Note: BERTScore downloads a ~400 MB BERT model on first use. Subsequent runs are instant.

Three tabs:

1. Metric calculator: Enter a reference and candidate text; compute ROUGE-1/2/L, BLEU, and BERTScore F1 in one click. Pre-filled example illustrates the paraphrase problem.

2. Mini benchmark: Run qwen2.5:3b against 10 MMLU-style questions (Science, History, Math, Coding); filter by category; see per-question pass/fail and a category breakdown.

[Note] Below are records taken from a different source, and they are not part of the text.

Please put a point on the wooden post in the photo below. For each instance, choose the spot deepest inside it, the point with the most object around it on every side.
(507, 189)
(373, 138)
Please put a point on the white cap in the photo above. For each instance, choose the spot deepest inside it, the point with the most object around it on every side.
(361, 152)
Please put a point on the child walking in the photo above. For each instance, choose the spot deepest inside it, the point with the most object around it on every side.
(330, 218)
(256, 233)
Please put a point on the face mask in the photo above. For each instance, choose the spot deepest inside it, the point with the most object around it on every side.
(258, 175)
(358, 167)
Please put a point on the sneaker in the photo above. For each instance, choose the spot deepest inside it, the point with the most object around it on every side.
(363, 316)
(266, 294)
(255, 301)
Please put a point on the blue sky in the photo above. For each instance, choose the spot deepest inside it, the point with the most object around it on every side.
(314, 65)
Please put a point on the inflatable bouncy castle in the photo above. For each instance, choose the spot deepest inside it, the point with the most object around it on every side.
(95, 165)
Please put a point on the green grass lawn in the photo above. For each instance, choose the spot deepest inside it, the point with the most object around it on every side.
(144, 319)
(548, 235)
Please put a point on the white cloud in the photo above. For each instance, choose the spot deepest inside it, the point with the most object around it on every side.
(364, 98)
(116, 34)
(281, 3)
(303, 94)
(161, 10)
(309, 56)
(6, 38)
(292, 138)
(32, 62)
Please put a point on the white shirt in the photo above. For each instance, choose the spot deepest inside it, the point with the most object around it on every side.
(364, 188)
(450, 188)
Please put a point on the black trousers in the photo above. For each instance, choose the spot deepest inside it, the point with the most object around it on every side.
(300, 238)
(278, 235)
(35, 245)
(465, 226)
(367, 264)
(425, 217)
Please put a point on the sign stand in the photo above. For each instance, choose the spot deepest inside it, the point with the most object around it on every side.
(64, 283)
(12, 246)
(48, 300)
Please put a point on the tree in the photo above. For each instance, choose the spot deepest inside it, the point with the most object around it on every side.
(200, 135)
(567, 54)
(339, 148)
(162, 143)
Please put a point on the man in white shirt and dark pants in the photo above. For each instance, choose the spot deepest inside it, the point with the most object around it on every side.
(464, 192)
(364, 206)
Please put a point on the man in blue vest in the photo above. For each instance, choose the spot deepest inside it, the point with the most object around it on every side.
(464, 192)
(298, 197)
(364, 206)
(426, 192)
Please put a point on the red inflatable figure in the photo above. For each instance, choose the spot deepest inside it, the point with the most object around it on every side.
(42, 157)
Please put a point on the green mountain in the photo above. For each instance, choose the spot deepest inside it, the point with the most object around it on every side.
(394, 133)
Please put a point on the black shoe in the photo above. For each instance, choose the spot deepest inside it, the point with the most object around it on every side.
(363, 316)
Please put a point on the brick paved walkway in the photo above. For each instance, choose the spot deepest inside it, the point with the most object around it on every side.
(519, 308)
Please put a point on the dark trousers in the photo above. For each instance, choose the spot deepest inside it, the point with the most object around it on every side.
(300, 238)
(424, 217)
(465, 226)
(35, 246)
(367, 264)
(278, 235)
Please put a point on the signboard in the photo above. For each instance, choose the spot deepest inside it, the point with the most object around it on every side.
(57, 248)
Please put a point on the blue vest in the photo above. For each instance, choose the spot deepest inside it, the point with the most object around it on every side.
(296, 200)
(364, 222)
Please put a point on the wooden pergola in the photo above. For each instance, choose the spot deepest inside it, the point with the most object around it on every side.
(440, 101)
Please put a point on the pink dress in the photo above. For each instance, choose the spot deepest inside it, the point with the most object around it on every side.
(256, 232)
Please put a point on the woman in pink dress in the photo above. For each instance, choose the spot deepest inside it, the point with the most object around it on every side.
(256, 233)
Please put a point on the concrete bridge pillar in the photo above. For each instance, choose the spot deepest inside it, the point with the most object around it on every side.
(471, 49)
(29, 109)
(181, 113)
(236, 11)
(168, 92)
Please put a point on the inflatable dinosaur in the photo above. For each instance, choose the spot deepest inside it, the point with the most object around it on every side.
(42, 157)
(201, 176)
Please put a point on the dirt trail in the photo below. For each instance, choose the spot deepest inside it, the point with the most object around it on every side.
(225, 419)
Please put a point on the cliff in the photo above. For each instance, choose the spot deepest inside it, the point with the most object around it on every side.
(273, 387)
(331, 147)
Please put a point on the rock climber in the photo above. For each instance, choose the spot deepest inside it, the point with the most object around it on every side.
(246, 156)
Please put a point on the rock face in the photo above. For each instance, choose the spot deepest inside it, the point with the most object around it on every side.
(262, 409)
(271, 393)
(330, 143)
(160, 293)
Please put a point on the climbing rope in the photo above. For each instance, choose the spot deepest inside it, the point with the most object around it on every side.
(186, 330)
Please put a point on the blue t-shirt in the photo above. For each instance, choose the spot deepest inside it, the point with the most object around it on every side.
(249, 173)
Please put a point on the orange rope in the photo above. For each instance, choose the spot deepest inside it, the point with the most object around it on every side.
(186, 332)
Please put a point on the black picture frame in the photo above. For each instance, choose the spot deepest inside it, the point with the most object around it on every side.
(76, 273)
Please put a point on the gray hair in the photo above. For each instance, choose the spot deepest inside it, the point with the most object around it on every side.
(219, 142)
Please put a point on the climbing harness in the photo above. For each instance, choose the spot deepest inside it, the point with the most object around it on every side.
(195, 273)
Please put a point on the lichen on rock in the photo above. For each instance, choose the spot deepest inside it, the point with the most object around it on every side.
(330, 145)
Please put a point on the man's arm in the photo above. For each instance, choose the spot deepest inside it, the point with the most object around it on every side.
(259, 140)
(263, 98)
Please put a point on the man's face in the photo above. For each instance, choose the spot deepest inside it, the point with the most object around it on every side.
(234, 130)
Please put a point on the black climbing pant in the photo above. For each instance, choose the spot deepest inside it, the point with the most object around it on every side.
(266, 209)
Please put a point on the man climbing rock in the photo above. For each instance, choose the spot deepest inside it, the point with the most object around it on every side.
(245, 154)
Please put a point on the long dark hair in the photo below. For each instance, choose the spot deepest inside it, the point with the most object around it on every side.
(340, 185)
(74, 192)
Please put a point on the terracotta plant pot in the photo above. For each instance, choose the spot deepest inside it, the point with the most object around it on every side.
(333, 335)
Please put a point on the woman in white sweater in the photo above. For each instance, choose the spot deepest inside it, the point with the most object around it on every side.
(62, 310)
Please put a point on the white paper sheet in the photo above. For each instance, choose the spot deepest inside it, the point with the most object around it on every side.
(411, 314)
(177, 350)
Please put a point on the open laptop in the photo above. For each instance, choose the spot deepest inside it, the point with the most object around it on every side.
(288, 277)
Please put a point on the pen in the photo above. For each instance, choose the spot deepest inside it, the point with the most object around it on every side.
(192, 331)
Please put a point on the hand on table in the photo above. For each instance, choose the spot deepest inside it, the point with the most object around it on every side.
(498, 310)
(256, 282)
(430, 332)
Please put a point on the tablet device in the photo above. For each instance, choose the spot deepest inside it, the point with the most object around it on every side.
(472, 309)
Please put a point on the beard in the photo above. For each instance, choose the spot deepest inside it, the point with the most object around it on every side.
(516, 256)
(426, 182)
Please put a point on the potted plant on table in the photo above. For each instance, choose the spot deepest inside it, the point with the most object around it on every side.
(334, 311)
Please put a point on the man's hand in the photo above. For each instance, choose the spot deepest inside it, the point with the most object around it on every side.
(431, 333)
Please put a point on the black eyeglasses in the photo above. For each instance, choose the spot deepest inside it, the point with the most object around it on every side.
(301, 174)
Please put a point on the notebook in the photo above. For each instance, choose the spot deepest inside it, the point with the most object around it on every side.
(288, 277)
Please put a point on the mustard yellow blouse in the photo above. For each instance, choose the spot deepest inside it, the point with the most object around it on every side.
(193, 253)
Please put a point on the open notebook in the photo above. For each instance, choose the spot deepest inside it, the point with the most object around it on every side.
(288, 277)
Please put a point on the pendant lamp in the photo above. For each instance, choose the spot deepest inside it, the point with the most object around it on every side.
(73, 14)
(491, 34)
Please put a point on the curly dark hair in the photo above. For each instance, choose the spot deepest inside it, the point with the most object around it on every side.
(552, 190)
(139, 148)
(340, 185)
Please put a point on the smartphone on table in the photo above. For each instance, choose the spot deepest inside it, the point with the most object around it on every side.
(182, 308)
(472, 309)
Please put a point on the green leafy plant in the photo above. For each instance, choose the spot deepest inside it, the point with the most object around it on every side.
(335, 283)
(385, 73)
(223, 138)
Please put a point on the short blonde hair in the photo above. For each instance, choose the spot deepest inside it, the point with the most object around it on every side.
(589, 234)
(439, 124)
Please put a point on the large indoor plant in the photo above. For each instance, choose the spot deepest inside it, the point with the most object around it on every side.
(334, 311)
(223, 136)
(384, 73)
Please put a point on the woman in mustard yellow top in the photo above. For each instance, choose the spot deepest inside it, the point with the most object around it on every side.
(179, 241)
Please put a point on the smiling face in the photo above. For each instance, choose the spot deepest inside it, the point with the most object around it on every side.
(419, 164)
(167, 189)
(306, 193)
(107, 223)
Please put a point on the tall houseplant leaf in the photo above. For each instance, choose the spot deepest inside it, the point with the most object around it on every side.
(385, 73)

3. LLM-as-judge: Score a candidate answer on a 1-5 rubric (factual accuracy, relevance, completeness); the judge returns structured JSON parsed into a formatted score table.

What to observe:

• In Tab 1: compare exact match, paraphrase, and factual error pairs — ROUGE and BERTScore diverge on the paraphrase (same meaning, different words)

• In Tab 2: the model is instructed to reply with a single letter; see how it handles this constraint

• In Tab 3: try the pre-filled “seasons misconception” answer — does the judge detect the factual error?

• In Tab 3: compare the concise and padded candidate answers from the activity — does the judge exhibit verbosity bias?